Day Time Wetting

Approximately, 3 to 5 per cent of children aged between 5 and 17 have a daytime wetting problem.

children-pelvicfloor-daywetting

 

One third of these children will also experience bedwetting.

Day wetting is more common in girls than boys, however, boys have more bedwetting issues than girls. Some children do not necessarily grow out of the wetting and should be treated.

A 4 year old can initiate going to the toilet and hold on thus being dry day and night. It is normal for children to void (wee) 4-7 times per day or every 2-3 hours.

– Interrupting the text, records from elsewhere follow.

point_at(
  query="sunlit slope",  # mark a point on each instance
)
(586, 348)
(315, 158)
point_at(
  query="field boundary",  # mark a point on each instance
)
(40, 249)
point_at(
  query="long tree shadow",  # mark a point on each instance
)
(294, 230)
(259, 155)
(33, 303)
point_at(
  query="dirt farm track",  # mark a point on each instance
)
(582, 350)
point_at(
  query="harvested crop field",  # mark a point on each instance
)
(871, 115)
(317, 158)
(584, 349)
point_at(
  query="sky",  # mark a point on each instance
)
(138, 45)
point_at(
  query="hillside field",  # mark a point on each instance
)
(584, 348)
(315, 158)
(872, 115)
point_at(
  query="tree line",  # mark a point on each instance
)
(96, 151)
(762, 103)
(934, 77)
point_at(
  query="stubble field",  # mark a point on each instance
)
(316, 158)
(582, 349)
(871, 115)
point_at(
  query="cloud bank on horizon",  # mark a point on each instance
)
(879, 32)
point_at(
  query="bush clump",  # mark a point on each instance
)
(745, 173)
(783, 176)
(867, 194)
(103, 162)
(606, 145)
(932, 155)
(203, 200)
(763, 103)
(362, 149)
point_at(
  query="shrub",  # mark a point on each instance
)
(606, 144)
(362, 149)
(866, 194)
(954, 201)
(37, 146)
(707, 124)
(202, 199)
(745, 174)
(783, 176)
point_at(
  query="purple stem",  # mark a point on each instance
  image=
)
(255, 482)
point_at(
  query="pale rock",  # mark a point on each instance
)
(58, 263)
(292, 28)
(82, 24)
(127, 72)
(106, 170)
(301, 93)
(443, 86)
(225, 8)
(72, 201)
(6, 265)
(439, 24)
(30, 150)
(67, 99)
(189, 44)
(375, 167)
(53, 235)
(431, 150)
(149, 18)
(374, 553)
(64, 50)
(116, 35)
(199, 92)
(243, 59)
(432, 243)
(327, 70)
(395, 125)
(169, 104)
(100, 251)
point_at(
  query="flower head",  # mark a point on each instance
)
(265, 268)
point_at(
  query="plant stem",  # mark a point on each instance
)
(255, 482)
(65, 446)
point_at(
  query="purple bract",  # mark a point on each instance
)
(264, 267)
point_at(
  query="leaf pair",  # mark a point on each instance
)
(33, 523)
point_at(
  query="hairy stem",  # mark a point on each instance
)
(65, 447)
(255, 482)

Daytime wetting can present in a number of ways:

  • Urinary incontinence is the accidental or involuntary loss of urine from the bladder. Often this occurs with giggling, coughing, sneezing or playing sport. Sometimes this is known as stress incontinence.
  • Urinary urgency is when there is a sudden and compelling desire to pass urine, which is difficult to defer or put off. Sometimes it can be associated with certain locations or circumstances such as putting the key in the door, seeing a toilet of being near running water.
  • Urinary frequency which is the complaint by a person who thinks that they void or go to the toilet too often. The child often needs to leave the classroom to go to the toilet.
  • Incomplete emptying or dysfunctional voiding
  • Painful bladder is felt just above the pubic bone and usually increases as the bladder fills and may continue after emptying the bladder

Causes of daytime wetting may include:

  • Forgetting to go as too involved in play
  • Holding on too long
  • Overactive bladder
  • Incomplete emptying of the bladder
  • Urinary tract infection
  • Poor sensory awareness of the need to wee
  • Phobias of using public or school toilets
  • Poor bladder habits
  • Constipation

Day wetting is NOT caused by:

  • Laziness
  • Naughtiness, or
  • Attention seeking.

Management of daytime wetting conditions may include:

  • Thorough assessment of the condition, medical history and current health, including diet and fluid intake, exercise levels and mobility, current medication use, and any other factors that could affect bladder and bowel function
  • Physical assessment of the pelvic floor function, strength and endurance. Please note: internal assessments are not conducted on children. Real time ultrasound is often used instead.
  • Treatment may include pelvic floor muscle exercises, otherwise known as Kegel exercises, changes to lifestyle, bladder and bowel habits, avoidance of straining, sensory training and education on toileting.

 

Outcomes from treatment may include:

  • Correct pelvic floor muscles exercises and toileting habits.